I think i said this in a post before :). Yes, they are nice people and they will accept you to take pictures of them or together but as soon as you try to just touch their shoulder they will step back fast. Don’t put yourself in this position cause you’ll probably feel embarrassed.


9. Burmese numerals

Even if some of the locals do speak English it’s still easy to get lost because everything around you it’s written in Burmese (including the numbers), so if you are trying to catch a certain bus, it can only be a lucky guess to try to read the number.

10. Visit Yangon’s Chinatown

This place has been active since the British expanded Yangon in the 1850s, and is located in the center downtown.

Here you can try the local food, grab a snack, there are all sorts of barbecue, fruits (pomelo is amazing). You can also go for shopping – gold, leather, crafts, gems – all of good quality/price.
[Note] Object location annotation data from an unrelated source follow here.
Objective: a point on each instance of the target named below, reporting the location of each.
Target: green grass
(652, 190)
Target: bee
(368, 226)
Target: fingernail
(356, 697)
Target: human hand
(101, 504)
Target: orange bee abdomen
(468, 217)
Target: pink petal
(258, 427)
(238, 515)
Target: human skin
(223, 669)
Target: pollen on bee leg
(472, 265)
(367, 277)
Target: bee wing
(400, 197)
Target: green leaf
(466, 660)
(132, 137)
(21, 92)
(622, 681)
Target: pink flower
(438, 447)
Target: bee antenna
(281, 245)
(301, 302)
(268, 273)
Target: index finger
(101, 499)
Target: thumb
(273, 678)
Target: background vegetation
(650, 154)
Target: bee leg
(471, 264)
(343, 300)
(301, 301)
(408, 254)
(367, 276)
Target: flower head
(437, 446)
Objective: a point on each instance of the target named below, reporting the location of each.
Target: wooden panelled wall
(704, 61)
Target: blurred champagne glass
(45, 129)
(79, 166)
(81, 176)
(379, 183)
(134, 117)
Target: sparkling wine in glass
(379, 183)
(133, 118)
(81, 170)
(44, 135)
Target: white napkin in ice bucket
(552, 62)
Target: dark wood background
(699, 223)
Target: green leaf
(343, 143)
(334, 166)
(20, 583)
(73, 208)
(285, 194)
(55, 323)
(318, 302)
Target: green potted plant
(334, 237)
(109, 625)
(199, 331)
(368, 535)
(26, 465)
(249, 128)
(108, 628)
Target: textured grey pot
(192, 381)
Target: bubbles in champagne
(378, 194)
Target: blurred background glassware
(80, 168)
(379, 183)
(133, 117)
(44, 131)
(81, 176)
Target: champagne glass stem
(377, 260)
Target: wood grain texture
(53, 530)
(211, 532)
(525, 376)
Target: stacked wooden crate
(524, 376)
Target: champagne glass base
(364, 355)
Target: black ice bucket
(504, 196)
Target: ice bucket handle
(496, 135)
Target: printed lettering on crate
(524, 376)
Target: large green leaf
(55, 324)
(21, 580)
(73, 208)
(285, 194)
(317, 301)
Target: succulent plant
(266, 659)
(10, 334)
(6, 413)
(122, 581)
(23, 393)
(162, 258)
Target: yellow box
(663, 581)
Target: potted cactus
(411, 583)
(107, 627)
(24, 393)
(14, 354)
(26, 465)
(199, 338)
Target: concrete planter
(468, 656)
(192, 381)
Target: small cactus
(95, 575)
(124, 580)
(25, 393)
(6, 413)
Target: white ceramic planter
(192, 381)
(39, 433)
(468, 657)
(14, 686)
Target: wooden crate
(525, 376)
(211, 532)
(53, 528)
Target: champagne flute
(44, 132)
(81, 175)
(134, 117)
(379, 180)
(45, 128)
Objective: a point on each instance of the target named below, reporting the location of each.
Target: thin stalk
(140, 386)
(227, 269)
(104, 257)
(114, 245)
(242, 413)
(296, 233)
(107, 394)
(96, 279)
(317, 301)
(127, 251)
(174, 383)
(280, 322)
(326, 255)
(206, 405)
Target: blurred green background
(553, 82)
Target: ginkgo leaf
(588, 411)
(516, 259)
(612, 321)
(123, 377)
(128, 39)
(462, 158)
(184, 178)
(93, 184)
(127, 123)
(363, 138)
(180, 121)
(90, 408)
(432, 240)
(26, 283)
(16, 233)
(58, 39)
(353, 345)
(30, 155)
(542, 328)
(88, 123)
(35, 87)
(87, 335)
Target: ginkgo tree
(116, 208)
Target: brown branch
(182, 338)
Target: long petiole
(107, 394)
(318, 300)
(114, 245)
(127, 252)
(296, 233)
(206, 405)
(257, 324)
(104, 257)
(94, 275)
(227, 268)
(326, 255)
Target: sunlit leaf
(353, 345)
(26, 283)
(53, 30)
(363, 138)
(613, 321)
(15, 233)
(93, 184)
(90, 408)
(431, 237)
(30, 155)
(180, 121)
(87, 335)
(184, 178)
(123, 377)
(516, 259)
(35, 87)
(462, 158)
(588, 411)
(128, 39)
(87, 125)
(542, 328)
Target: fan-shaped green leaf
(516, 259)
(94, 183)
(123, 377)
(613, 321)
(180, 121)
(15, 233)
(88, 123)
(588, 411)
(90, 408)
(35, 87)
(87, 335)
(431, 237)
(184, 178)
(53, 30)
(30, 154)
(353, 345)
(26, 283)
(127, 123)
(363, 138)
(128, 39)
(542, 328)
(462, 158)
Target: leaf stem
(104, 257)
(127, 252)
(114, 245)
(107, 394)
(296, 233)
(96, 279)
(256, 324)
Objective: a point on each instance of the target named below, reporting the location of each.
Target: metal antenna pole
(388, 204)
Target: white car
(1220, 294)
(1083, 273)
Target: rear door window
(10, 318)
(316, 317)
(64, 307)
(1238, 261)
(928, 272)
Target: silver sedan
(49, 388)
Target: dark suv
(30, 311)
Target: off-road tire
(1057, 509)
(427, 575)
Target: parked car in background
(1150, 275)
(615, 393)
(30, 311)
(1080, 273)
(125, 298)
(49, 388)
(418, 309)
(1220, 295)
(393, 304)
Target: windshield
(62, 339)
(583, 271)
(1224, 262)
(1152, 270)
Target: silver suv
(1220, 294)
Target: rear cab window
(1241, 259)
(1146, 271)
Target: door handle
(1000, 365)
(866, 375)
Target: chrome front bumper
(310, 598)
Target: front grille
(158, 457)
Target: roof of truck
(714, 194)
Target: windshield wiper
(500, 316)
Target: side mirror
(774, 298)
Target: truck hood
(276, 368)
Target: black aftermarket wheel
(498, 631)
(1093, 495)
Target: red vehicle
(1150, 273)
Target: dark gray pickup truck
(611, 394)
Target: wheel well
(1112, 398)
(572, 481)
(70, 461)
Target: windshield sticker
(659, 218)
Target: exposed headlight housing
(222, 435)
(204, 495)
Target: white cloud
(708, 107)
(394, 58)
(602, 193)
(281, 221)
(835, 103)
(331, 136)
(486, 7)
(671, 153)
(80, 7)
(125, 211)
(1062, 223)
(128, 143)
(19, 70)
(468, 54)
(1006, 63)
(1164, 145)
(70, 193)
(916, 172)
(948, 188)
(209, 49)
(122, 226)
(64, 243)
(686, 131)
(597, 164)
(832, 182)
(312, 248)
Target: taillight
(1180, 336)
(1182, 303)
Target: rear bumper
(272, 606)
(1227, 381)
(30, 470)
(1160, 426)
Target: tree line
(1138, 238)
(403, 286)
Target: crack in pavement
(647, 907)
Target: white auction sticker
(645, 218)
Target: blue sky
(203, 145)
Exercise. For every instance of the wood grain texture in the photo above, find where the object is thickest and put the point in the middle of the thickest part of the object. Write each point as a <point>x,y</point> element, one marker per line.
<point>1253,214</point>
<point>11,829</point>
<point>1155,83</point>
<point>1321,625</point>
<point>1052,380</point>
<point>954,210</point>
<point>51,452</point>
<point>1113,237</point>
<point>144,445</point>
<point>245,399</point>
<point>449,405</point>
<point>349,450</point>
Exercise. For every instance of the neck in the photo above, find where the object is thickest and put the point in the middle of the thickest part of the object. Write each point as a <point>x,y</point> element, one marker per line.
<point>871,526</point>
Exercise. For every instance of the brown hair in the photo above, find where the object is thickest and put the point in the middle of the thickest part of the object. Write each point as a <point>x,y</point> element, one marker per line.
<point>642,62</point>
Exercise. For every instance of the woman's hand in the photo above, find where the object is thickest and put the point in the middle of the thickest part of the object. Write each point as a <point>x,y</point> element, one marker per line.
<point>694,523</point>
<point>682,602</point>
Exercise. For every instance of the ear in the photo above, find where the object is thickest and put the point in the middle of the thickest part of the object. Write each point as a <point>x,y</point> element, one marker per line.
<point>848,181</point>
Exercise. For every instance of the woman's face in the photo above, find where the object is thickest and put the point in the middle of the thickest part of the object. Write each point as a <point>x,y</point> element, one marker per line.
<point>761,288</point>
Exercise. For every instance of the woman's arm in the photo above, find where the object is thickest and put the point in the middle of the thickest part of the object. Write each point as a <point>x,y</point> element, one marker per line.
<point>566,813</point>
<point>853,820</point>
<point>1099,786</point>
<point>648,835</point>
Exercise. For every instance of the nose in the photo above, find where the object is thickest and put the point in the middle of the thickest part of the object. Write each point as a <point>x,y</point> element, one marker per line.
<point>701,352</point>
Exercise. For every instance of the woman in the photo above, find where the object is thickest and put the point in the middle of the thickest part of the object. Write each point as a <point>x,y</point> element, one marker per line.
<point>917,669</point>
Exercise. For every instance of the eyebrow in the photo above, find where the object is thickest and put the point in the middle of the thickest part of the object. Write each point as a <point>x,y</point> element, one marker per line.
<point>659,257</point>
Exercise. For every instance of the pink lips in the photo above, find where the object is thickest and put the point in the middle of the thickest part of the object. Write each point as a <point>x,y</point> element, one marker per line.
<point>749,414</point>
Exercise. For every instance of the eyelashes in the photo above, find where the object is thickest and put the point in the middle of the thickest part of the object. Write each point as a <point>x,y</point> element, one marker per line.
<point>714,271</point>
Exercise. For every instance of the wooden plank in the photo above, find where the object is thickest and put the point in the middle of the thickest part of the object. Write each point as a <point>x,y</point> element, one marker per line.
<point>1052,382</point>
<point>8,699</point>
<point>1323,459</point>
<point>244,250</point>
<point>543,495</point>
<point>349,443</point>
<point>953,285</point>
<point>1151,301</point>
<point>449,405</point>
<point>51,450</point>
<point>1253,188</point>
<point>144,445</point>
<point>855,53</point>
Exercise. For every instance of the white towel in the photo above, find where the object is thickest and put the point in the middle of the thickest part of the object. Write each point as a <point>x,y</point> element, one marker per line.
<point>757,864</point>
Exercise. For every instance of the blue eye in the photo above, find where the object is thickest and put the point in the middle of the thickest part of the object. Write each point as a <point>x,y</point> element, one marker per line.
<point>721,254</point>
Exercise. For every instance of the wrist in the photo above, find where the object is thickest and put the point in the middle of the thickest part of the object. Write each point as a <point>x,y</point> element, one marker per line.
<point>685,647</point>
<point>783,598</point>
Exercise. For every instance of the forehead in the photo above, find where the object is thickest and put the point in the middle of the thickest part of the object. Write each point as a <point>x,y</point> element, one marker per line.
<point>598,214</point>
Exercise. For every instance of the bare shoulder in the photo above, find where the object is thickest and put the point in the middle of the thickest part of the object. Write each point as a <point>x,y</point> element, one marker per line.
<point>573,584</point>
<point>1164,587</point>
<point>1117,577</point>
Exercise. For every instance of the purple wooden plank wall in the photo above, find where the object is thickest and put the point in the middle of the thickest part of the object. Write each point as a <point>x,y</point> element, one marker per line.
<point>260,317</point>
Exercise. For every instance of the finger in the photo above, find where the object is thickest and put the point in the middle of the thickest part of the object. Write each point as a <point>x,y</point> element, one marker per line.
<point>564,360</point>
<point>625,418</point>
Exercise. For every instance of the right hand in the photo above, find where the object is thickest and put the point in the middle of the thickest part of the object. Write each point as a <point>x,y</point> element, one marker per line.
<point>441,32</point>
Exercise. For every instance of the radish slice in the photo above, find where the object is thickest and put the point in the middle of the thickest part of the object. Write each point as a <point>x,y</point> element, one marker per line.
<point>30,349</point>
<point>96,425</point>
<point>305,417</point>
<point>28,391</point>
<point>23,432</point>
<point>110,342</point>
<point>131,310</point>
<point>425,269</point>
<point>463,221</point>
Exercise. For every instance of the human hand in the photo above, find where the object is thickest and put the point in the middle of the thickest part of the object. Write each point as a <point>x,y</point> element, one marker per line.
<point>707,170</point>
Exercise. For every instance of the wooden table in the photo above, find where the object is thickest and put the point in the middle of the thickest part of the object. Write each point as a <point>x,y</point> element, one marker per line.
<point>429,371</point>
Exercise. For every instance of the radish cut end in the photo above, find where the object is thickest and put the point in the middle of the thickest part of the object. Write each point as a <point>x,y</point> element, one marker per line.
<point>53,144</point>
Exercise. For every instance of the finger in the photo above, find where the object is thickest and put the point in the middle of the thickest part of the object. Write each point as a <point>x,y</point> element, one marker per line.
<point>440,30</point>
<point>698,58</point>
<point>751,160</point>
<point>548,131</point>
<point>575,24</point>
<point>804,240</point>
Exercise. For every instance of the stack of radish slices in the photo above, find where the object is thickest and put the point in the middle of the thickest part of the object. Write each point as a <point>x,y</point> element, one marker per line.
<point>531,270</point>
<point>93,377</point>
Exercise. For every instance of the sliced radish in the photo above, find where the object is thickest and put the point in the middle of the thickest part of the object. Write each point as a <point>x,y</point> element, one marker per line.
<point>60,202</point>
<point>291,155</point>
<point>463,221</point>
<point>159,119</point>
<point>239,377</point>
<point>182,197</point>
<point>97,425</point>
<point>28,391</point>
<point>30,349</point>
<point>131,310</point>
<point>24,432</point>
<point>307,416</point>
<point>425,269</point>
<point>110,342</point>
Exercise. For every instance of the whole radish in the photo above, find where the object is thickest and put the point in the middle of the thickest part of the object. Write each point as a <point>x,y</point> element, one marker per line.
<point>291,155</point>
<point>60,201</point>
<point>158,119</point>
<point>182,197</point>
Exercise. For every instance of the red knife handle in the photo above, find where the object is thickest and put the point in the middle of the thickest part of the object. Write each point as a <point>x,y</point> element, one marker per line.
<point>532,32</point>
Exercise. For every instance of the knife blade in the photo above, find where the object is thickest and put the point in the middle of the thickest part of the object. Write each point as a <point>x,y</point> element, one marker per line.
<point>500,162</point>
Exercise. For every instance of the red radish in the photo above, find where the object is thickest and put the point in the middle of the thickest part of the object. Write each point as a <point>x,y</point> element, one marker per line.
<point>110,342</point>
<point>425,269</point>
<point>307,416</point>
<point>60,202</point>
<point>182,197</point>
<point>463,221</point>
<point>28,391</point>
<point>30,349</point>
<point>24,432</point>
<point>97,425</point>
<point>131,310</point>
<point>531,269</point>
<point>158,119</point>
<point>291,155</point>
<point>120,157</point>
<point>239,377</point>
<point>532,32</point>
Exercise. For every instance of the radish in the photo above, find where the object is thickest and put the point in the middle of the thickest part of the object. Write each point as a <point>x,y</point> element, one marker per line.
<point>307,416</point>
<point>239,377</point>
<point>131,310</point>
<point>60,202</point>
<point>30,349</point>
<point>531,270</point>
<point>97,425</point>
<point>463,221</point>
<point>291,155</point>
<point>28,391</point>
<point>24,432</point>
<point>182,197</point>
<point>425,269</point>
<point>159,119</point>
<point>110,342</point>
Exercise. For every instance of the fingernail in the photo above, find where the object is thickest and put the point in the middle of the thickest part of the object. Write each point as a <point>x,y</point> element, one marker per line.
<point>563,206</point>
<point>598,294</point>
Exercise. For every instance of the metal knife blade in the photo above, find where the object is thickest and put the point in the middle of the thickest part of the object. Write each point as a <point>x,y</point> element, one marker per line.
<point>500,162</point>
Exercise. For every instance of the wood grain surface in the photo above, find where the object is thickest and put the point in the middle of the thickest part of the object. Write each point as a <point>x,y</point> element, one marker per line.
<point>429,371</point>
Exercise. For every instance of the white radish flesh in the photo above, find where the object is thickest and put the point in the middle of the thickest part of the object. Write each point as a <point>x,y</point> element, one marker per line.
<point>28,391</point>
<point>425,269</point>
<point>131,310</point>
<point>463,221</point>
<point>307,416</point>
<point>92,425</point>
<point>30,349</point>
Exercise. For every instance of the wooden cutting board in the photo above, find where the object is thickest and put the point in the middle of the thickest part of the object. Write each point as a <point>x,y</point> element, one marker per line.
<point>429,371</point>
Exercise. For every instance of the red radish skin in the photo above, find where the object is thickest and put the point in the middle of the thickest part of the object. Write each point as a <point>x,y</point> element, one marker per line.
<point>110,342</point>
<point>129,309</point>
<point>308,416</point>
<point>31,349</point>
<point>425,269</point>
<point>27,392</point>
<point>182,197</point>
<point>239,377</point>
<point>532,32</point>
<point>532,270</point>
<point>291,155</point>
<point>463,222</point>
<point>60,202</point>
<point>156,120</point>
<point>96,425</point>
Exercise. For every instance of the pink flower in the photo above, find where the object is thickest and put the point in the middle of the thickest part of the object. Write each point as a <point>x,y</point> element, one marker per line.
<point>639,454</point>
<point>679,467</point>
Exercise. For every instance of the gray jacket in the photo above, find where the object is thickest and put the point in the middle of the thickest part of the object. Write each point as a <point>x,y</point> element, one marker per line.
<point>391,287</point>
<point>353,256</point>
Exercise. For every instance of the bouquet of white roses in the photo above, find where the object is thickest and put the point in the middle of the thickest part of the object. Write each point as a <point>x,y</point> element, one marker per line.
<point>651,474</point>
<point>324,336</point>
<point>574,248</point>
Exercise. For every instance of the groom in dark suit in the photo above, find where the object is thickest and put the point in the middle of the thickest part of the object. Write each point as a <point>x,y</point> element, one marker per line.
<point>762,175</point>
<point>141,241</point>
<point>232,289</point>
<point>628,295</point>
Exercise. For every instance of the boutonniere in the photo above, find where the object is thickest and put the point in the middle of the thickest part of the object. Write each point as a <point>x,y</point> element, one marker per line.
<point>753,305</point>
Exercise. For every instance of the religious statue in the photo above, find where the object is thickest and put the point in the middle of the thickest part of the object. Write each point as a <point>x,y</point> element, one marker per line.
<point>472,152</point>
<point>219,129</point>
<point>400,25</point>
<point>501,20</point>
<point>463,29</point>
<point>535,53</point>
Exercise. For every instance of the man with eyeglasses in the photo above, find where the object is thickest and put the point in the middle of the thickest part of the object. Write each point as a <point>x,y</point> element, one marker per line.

14 thoughts on “Yangon, Myanmar

  1. Hendrik says:

    Fantastic photos and really helpful great tips – that’s how a travel post should be like. Well done. Especially the topic about the monks is quite important and a big thing in many Asian regions. Respect towards different cultures is very important and essential for any tourist everywhere 🙂

    Liked by 1 person

  2. fionarabbit2013 says:

    Very practical tips you have written here. I think “Don’t accept damaged notes” and “Don’t discuss politics” are quite helpful tips to first-time visitors to Myanmar. I’ve never been there but some friends of mine have and they told me exactly the same things 😀 Need to take note for my future trip to Burma then!

    Liked by 1 person

  3. whisperwanderlust says:

    I will be traveling to South East Asia starting with January 24 for two months, but unfortunately, I will not go in Myanmar. But definitely, I will use your advice when I will plan my vacation in this corner of the world. You have provided some great tips!